Proposed hypothesis of different effects of the IDH1^R132H mutation in glial and tumor cells: We found that the IDH1^R132H mutation differently affects the redox state of glial cells and tumor cells. Wildtype IDH1 provides essential amounts of NADPH for the cell whereas IDH1^R132H consumes α-KG and NAPDH, leading to abnormally high concentrations of 2-HG, reduced concentrations of α-KG and downstream TCA cycle metabolites, as well as an imbalance between NADPH and NADP⁺ levels. Based on our observations, we hypothesize that in astrocytes, the increased NADPH consumption by IDH1^R132H can still be compensated for by elevating the total NADP pool via the induction of NADK and the NAD⁺ synthesizing enzyme NAMPT. Malignant, proliferating cells, however, cannot compensate for the imbalance of NADPH/NADP⁺ due to IDH1^R132H, leading to decreased NADPH and NAD⁺ levels.
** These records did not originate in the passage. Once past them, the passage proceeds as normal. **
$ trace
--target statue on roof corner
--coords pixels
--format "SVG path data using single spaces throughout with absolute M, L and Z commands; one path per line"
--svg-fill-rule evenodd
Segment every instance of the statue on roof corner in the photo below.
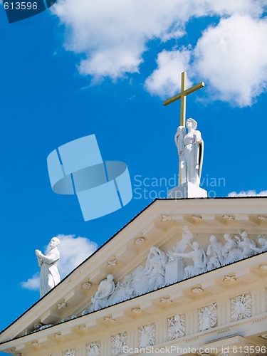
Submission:
M 47 255 L 42 253 L 40 250 L 35 251 L 38 264 L 41 268 L 40 298 L 49 292 L 61 281 L 61 276 L 57 266 L 60 258 L 58 250 L 59 244 L 59 239 L 53 237 L 49 244 L 51 250 Z
M 174 140 L 178 150 L 181 184 L 189 182 L 199 187 L 202 169 L 204 142 L 197 122 L 194 119 L 186 122 L 187 133 L 184 126 L 179 126 Z

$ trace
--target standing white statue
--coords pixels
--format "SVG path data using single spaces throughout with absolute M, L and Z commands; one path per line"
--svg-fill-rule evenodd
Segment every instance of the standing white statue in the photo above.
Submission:
M 179 157 L 181 183 L 189 182 L 199 187 L 202 170 L 204 142 L 200 131 L 197 130 L 197 122 L 187 119 L 185 128 L 179 126 L 175 135 L 175 143 Z
M 189 265 L 184 268 L 185 276 L 193 277 L 197 274 L 201 273 L 206 271 L 206 263 L 207 258 L 205 251 L 203 248 L 199 247 L 199 244 L 197 241 L 194 241 L 193 244 L 189 243 L 190 247 L 193 249 L 191 252 L 187 252 L 184 253 L 173 253 L 174 256 L 179 256 L 180 257 L 185 257 L 188 258 L 192 258 L 194 262 L 194 265 Z
M 107 279 L 101 281 L 98 286 L 98 291 L 94 297 L 92 297 L 93 303 L 92 311 L 98 310 L 108 305 L 108 297 L 112 295 L 115 290 L 115 284 L 113 282 L 113 276 L 109 274 Z
M 36 250 L 38 264 L 41 268 L 40 271 L 40 297 L 46 294 L 61 281 L 57 263 L 59 261 L 60 254 L 58 246 L 60 240 L 53 237 L 50 241 L 51 248 L 47 255 L 44 255 L 40 250 Z
M 235 239 L 237 241 L 239 246 L 242 250 L 241 257 L 248 257 L 254 253 L 252 246 L 256 247 L 255 242 L 248 237 L 246 231 L 239 231 L 240 237 L 235 235 Z
M 267 239 L 263 235 L 258 235 L 257 242 L 258 242 L 261 247 L 256 247 L 249 244 L 249 242 L 248 245 L 252 250 L 255 251 L 255 252 L 260 253 L 267 251 Z
M 187 247 L 187 245 L 190 243 L 190 241 L 194 237 L 193 234 L 190 231 L 187 226 L 184 226 L 182 229 L 184 232 L 182 234 L 182 240 L 177 242 L 176 246 L 172 248 L 172 250 L 168 251 L 167 253 L 167 256 L 169 257 L 169 261 L 177 259 L 176 257 L 177 258 L 182 259 L 183 257 L 177 256 L 177 254 L 174 255 L 174 253 L 184 253 Z
M 241 258 L 242 250 L 239 246 L 236 240 L 231 237 L 230 234 L 224 234 L 224 237 L 226 241 L 221 251 L 224 258 L 224 264 L 231 263 Z
M 217 241 L 215 235 L 211 235 L 209 238 L 210 244 L 206 249 L 206 256 L 209 258 L 207 270 L 217 268 L 224 264 L 224 257 L 222 256 L 223 244 Z
M 100 345 L 99 342 L 93 341 L 87 346 L 86 356 L 100 356 Z
M 145 276 L 149 278 L 148 290 L 153 290 L 165 284 L 166 262 L 166 254 L 157 247 L 151 247 L 144 272 Z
This could be due to the increased requirement of NAD⁺ and/or NADPH in proliferating cells or insufficient upregulation of NAD synthesis pathways, potentially accompanied by additional inhibition of NAMPT expression due to the IDH1^R132H. Abbreviations: NAD = nicotinamide adenine dinucleotide, NADP = nicotinamide adenine dinucleotide phosphate, NMRK1 = nicotinamide riboside kinase, NAMPT = nicotinaminde phosphoribosyltransferase, QPRT = quinolinic acid phosphoribosyltransferase, NADK = NAD-Kinase.